Rule-based tokenizer and pattern matching for basic Philippine entities using spacy.

[!IMPORTANT] Should be used in tandem with doclex

Quickstart

poetry env use 3.11.6 # 3.12 not yet supported
poetry install
poetry shell
python -m spacy download en_core_web_sm # base model

Rationale

Before

import spacy

nlp = spacy.load("en_core_web_sm")  # no modifications to the model
doc1 = nlp("Sec. 36(b)(21)")
for token in doc1:
    print(f"{token.text=} {token.pos_=} {token.ent_type_=}, {token.i=}")
"""
token.text='Sec' token.pos_='PROPN' token.ent_type_='ORG' token.i=0
token.text='.' token.pos_='PUNCT' token.ent_type_='' token.i=1
token.text='36(b)(21' token.pos_='NUM' token.ent_type_='CARDINAL' token.i=2
token.text=')' token.pos_='PUNCT' token.ent_type_='' token.i=3
"""

After

from lextok import lextok

lex = lextok()  # inclusion of custom tokenizer, attribute and entity ruler
doc2 = lex("Sec. 36(b)(21)")
for token in doc2:
    print(f"{token.text=} {token.pos_=} {token.ent_type_=} {token.i=}")
"""
token.text='Sec.' token.pos_='NOUN' token.ent_type_='ProvisionNum' token.i=0
token.text='36(b)(21)' token.pos_='NUM' token.ent_type_='ProvisionNum' token.i=1
"""

Token entities can be merged:

from lextok import lextok

lex = lextok(finalize_entities=True)
doc2 = lex("Sec. 36(b)(21)")
for token in doc2:
    print(f"{token.text=} {token.pos_=} {token.ent_type_=} {token.i=}")
"""
token.text='Sec. 36(b)(21)' token.pos_='NUM' token.ent_type_='ProvisionNum' token.i=0
"""

Pattern creation

A pattern consists of a list of tokens, e.g. space space between the word, a dot, and the number?

[
    {"ORTH": {"IN": ["Tit", "Bk", "Ch", "Sub-Chap", "Art", "Sec", "Par", "Sub-Par"]}},
    {"ORTH": "."},  # with dot
    {"POS": "NUM"},
]

This is another pattern where the dot is connected to the word:

[
    {
        "ORTH": {
            "IN": [
                "Tit.",
                "Bk.",
                "Ch.",
                "Sub-Chap.",
                "Art.",
                "Sec.",
                "Par.",
                "Sub-Par.",
            ]
        }
    },
    {"POS": "NUM"},
]  # no separate dot

There are many variations. It becomes possible to generate a list of patterns algorithmically and save them to a *.jsonl file, e.g.:

from lextok.entity_rules_citeable import statutory_provisions

print(statutory_provisions.patterns)  # view patterns
statutory_provisions.create_file()  # located in /lextok/rules/ if path not specified

Rules and Labels

Each Rule may consist of many patterns, and this collection of patterns can be associated with a Label.

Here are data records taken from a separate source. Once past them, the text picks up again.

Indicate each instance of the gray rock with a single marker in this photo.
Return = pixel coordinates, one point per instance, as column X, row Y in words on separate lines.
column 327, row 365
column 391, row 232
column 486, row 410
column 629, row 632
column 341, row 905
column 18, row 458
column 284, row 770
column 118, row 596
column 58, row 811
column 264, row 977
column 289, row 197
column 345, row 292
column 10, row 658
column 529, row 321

In spacy parlance, the label represents the ENT_TYPE but for this library's purpose, it's also adopted for non-entities to cater to SpanRuler patterns.

To distinguish labels strictly for entities from labels for non-entities, a collection of labels is defined in SPAN_RULER_LABELS. If not included in this list of labels, then the implication is that the Rule's patterns ought to be governed by the EntityRuler; otherwise, the SpanRuler.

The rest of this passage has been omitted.